But look more closely at those characters, like
Αlthоugh thе shір's bоаts hаd оrіgіnаllу іntеndеd tо tоw thе оvеrlоаdеd аnd раrtіаllу submеrgеd rаft
Those aren’t what they seem, and on ordinary text searches will draw a blank.
Apparently, some searches now make allowance for that degree of light obfuscation. To make things far harder for them, try the more extreme
Αⅼ𝚝𝚑о𝚞ɡ𝚑 𝚝𝚑е 𝚜𝚑ірᛌ𝚜 bоа𝚝𝚜 𝚑аⅾ о𝚛іɡі𝚗аⅼⅼу і𝚗𝚝е𝚗ⅾеⅾ 𝚝о 𝚝о𝚠 𝚝𝚑е о𝚟е𝚛ⅼоаⅾеⅾ а𝚗ⅾ ра𝚛𝚝іаⅼⅼу 𝚜𝚞b𝚖е𝚛ɡеⅾ 𝚛а𝚏𝚝
which remains thoroughly understandable to humans, but makes most machines give up in confusion.

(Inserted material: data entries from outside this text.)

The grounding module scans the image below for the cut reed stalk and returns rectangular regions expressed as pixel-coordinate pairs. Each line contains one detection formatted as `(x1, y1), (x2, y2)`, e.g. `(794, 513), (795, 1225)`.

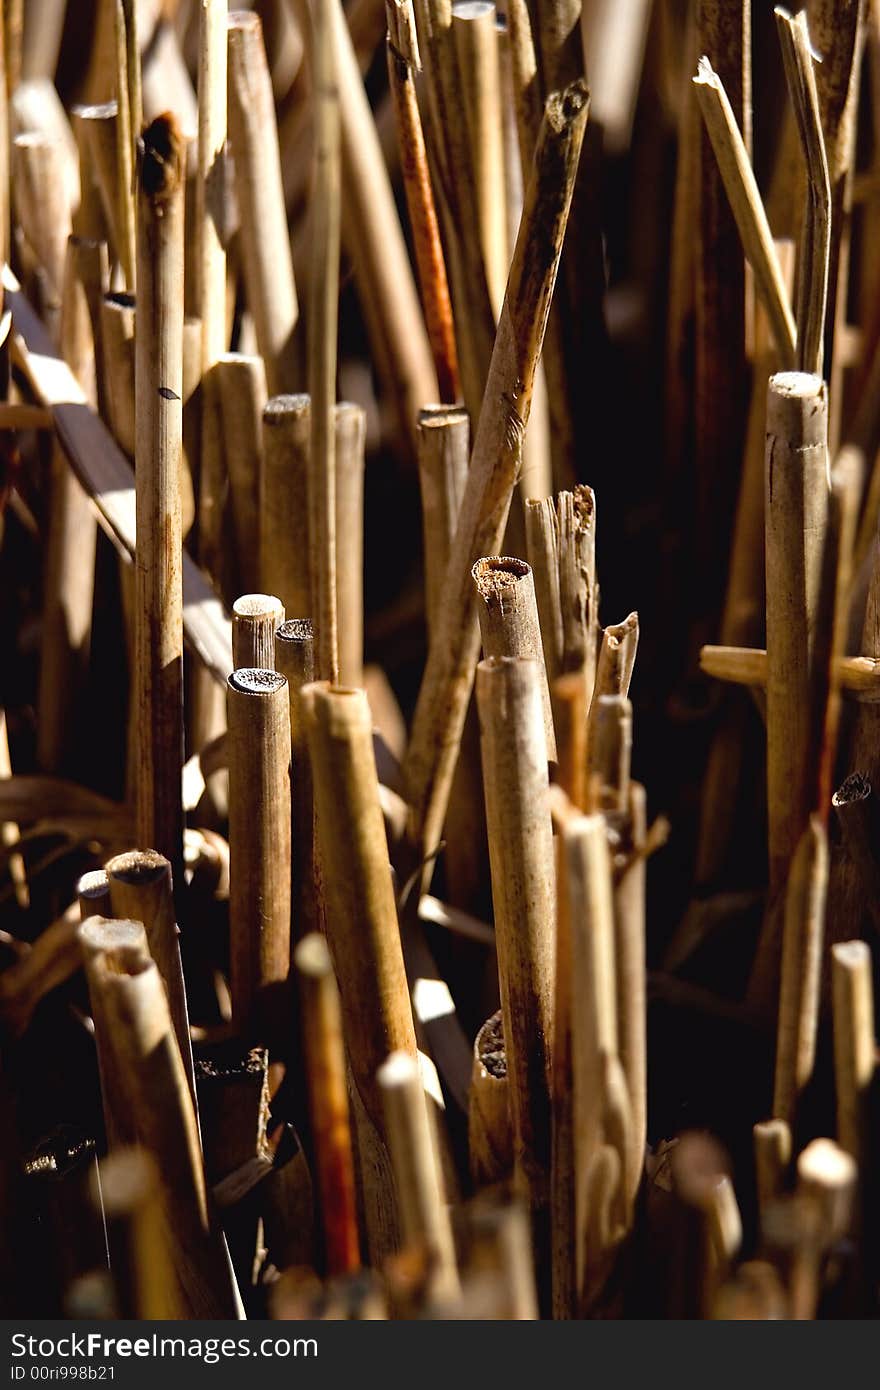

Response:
(274, 618), (318, 946)
(227, 10), (299, 394)
(214, 352), (268, 595)
(232, 594), (285, 670)
(294, 931), (361, 1276)
(452, 1), (508, 317)
(476, 656), (554, 1248)
(472, 556), (555, 758)
(377, 1050), (460, 1305)
(831, 940), (875, 1170)
(134, 114), (186, 880)
(334, 402), (366, 686)
(105, 848), (195, 1100)
(226, 667), (292, 1031)
(402, 81), (589, 867)
(308, 0), (341, 685)
(772, 816), (828, 1129)
(385, 0), (460, 402)
(261, 393), (311, 620)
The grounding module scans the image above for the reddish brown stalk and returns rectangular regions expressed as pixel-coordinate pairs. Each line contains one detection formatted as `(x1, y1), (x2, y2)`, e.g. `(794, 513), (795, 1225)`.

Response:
(386, 0), (460, 403)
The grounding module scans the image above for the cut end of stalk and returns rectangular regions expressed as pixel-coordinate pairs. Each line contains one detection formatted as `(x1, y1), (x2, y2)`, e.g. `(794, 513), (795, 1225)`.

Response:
(106, 847), (170, 886)
(228, 10), (261, 34)
(276, 618), (314, 644)
(545, 79), (591, 134)
(233, 593), (285, 619)
(263, 394), (311, 424)
(418, 404), (469, 430)
(105, 291), (136, 310)
(139, 112), (185, 204)
(831, 939), (871, 972)
(228, 667), (287, 696)
(797, 1137), (857, 1191)
(771, 370), (824, 399)
(294, 931), (334, 978)
(77, 869), (110, 902)
(78, 915), (149, 960)
(377, 1049), (420, 1090)
(71, 101), (118, 121)
(694, 55), (720, 88)
(472, 555), (530, 605)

There are now ways around this obfuscation. Apple’s Live Text does an excellent job of recognition on both those screenshots, but that extra mile of converting all your obfuscated text into images, then using text recognition on them isn’t something that many will try, and it imposes a significant computational burden on the eavesdropper or crawler.
Obfuscation is of course no substitute for encryption: if the text contains secrets that you don’t want others to see at all, then you must encrypt it using a robust method. But for holding off those who are just going to use normal text searching, it should be effective.
Almost seven years ago, I wrote a little utility for obfuscating Latin text at the two levels shown above. Dystextia is fairly basic, but runs a treat in macOS from Sierra to Sonoma. You can also use it to obfuscate shorter sections of text. While Internet domains that include non-standard characters are converted into ‘Punycode’ that makes them difficult to spoof, the rest of the URL is left in its original Unicode, thus preserving any obfuscation.
Perhaps it’s time to see whether you can use Unicode’s code points to conceal other text in steganography.